Category Archives: Nonfiction

Is Butter the Future?

In the April issue of Elle magazine, Molly Langmuir questions the societal and dietary norms that preach ‘fat is bad.’ Langmuir spoke with Sally Fallon, who, for two decades, has preached  the health benefits of enjoying animal proteins, organ meats, and raw milk and yogurt (while avoiding all things processed), and reveals that food—like all else—isn’t binary. Enjoying fatty foods doesn’t have to just be a cheat day indulgence.

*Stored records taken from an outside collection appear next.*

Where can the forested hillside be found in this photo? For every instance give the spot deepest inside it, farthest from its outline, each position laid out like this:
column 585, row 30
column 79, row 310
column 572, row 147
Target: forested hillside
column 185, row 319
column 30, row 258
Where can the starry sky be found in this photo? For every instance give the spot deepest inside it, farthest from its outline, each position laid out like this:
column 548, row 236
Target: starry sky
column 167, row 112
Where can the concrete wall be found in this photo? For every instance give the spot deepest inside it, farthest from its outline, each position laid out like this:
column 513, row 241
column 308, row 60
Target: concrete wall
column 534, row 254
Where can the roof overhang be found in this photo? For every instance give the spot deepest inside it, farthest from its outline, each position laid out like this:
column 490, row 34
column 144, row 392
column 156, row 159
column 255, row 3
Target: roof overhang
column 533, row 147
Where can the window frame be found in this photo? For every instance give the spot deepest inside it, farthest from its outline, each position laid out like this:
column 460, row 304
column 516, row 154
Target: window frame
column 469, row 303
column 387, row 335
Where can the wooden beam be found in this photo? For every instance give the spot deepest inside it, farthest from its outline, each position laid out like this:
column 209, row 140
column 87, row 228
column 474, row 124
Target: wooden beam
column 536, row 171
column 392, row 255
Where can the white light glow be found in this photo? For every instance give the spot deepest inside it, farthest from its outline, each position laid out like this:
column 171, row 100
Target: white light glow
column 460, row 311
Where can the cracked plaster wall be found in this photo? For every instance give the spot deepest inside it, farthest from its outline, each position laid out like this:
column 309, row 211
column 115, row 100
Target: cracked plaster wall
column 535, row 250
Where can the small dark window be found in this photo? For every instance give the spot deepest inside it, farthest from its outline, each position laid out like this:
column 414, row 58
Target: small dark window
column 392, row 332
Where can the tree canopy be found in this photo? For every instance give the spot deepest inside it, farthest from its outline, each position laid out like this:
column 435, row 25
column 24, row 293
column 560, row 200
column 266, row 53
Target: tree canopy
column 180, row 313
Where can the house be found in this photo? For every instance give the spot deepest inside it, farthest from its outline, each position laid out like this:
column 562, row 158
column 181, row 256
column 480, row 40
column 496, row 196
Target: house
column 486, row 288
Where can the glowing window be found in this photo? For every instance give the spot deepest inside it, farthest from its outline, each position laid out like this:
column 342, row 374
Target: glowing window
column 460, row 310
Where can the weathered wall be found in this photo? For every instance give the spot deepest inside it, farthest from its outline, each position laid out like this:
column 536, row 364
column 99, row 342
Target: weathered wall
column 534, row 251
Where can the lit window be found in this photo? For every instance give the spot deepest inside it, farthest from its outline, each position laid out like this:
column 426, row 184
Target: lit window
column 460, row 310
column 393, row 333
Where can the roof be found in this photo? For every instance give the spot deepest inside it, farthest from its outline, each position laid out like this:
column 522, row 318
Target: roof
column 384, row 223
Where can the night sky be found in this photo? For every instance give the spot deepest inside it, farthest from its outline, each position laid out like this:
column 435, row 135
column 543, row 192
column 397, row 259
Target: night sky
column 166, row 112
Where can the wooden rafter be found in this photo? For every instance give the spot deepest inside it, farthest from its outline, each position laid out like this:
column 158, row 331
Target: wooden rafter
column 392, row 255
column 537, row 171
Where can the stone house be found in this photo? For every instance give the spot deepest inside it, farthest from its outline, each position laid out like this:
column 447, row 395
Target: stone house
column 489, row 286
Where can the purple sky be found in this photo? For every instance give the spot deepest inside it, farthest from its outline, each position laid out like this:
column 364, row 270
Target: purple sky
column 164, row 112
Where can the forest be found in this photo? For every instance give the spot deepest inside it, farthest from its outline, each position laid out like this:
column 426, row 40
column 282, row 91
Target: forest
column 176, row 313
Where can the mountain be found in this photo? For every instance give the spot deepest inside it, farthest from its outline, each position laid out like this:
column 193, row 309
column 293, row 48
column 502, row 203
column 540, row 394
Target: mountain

Raised in Palos Verdes, California, by parents she calls “the original foodies,” Fallon got an English degree at Stanford in 1970 and settled in Washington, DC, with her then husband (they later divorced), who worked in the aerospace industry. “I knew in my bones this low-fat thing was wrong,” she said. But she didn’t have evidence until she read Nutrition and Physical Degeneration, published in 1939 by an intrepid dentist named Weston A. Price, which documented his world travels studying diets and health. His conclusion? Various diseases, cavities, even “personality disturbances,” were rare among groups who ate like their ancestors— lots of meats or seafood, plenty of fat, and, if they ate carbs, whole grains—but rampant among those who’d adopted a modern diet, with heaps of white flour and sugar.

Fallon eventually had four kids and fed them foods like liver and raw milk—she credits this with their continued good health and in 1995 she put Price’s beliefs into practical form in the self-published Nourishing Traditions. At first, Fallon stored the books in her garage and shipped out a few copies a month, but “it started to grow and grow,” she said. Even Atkins blurbed her book, gushing that the first chapter “is so right on target that I feel a little guilty for taking her ideas.” There are now 740,000 copies in print.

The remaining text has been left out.